Rufus Wainwright goes pop, doesn’t lose his bang


What happens when an indie balladeer with a love for opera sets out to make a true pop album? Singer-songwriter Rufus Wainwright decided to find out. Much to the relief of Wainwright’s fan base, going pop doesn’t mean dropping the piano or enlisting Skrillex to refashion his soft touch into crossover club anthems.

Instead, the Canadian American artist who debuted in 1998 with vibrato-soaked ballads and later cemented his reputation with playful odes to vices like cigarettes and chocolate milk, called on one of pop’s most stylish producers to helm his seventh solo album, “Out of the Game.”

Best known for adding retro-soul sheen to Amy Winehouse’s girl-group fantasies, Mark Ronson helped Wainwright cut a party album of sorts — but one filled with tantalizing twists and turns guided by Wainwright’s rich tenor. “Out of the Game” is a resplendent adventure that is replete with melodic treasures on first listen and grows more rewarding each time it’s played. The glam looseness of David Bowie’s “Young Americans” and the elaborate structures of Steely Dan preside over the record, while still looping back to Wainwright’s cabaret-meets-folk roots.


“Out of the Game” is just one of many flights of fancy that Wainwright, 38, has taken in the last few years. His opera, “Prima Donna,” premiered in Europe in 2009 and came to New York earlier this year. Deep in grief for his mother Kate McGarrigle, the Canadian folk singer who died of clear-cell sarcoma in 2010, Wainwright also wrote a set of difficult piano pieces that became “All Days Are Nights: Songs for Lulu.”

Both projects were grueling labors of love. “I’ve always been a kind of brooding romantic individualist,” Wainwright said from New York, where he was rehearsing for a tour that brought him to L.A. over the weekend. “And I’ll always be that way, but I really went to the edge of that existence.”

After trying to please what he calls “the damned ladies” of the classical music world (for the record, “Prima Donna” received mostly warm reviews) and wearing himself out with the “treacherous” parts for “Lulu,” Wainwright wanted a break from being the sole composer.

“I was a little sick of myself, believe it or not,” Wainwright said. “I just felt like sitting back and singing some fun songs with other people.”

Enter Ronson, who shaped the songs while still respecting Wainwright’s sometimes-labyrinthine melodic sense.

“Rufus’ songwriting is glorious and ambitious,” Ronson said on the phone from New York. “But it’s never for the sake of showing off; it’s really how his mind works. From someone else you might be like, ‘Oh, come on,’ but it’s him combining all the things he loves and feels inspired by. My role was to take those things and anchor them.”


The first step in that process was to steep himself in Wainwright’s song craft. Over a year and a half, Ronson listened to some 35 of Wainwright’s demos and eventually narrowed the pool to a dozen, including three that Wainwright had written long before but never used. One song, “Respectable Dive,” was written on the fly in the studio.

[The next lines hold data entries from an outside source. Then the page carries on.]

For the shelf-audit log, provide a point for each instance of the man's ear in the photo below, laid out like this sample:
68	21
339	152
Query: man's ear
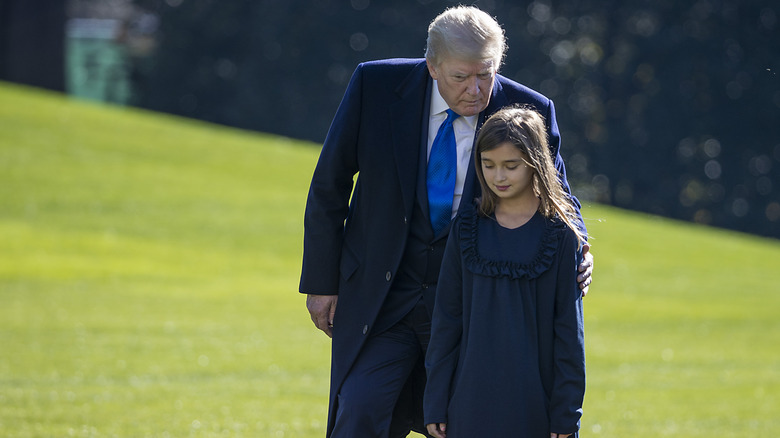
432	69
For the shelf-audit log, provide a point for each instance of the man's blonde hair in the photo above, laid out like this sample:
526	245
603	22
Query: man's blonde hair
466	33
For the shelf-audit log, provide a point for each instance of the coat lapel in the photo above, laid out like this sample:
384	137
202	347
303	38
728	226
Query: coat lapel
410	110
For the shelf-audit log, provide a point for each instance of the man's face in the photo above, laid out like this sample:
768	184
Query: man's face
466	86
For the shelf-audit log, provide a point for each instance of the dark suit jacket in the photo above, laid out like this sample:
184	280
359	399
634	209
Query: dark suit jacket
353	248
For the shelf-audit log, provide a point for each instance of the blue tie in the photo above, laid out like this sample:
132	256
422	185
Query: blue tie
442	168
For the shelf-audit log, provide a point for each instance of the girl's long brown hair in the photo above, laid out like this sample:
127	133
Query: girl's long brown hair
525	128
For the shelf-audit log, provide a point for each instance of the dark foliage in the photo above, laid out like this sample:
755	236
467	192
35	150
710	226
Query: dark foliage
671	108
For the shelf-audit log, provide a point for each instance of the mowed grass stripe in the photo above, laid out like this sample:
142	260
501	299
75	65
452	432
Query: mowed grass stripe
149	268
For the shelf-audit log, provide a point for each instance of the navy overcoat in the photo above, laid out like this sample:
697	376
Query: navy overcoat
354	241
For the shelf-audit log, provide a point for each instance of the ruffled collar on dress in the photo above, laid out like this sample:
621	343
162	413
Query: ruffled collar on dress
476	263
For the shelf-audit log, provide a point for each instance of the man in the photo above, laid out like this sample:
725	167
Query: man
372	257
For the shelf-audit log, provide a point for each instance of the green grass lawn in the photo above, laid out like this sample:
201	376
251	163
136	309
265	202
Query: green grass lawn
148	287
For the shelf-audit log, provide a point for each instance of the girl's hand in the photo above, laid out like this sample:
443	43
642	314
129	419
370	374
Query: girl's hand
437	430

“It was crucial to live with those songs,” Ronson said. “You don’t hear them once and know how it goes. I had to get their rhythms inside and out, in order to teach it to the band.”

Current and former members of the Dap-Kings, including guitarist Thomas Brenneck, make up the backing band on “Out of the Game.” “From the third take,” Ronson said, “everyone bought into the music. I didn’t have to sell them any further.” For Wainwright, used to toiling alone, recording with this band in Brooklyn was like “hanging out as a band of thieves in a treehouse or something. I had crushes on all of them.”

Although “Out of the Game” is a frothy affair in many ways, the contemplative stories and inner reflections that are Wainwright’s trademarks remain. In the silvery setting of “Montauk,” he paints a future where his daughter Viva, now 1, comes to visit him and her other father, Wainwright’s fiancé Jorn Weisbrodt. (Viva’s mother, by the way, is Leonard Cohen’s daughter Lorca.)

“It’s about my fiancé and daughter, but in the end it’s about my mother, as so many of these songs are. It’s about preparing a child for death, one of the lessons you have to learn,” said Wainwright.

It’s that kind of dark grace that gives “Out of the Game” an undercurrent that most pop albums take pains to skirt. But for all the sadness in a song like “Candles,” the album’s closing elegy for his mother, there’s also Wainwright’s palpable joy as he pours his slightly worn voice into every line. On “Barbara,” a song written for his publicist and cushioned in silky-smooth synths, Wainwright lovingly draws out every syllable of her name.

“It’s been said that this is his most pop album, but it’s still Rufus,” Ronson said. “His sensibilities are extremely avant-garde.” There was never any worry that Wainwright might lose himself. “Even if I had wanted to,” Ronson said, “I wouldn’t have been able to push him into anything.”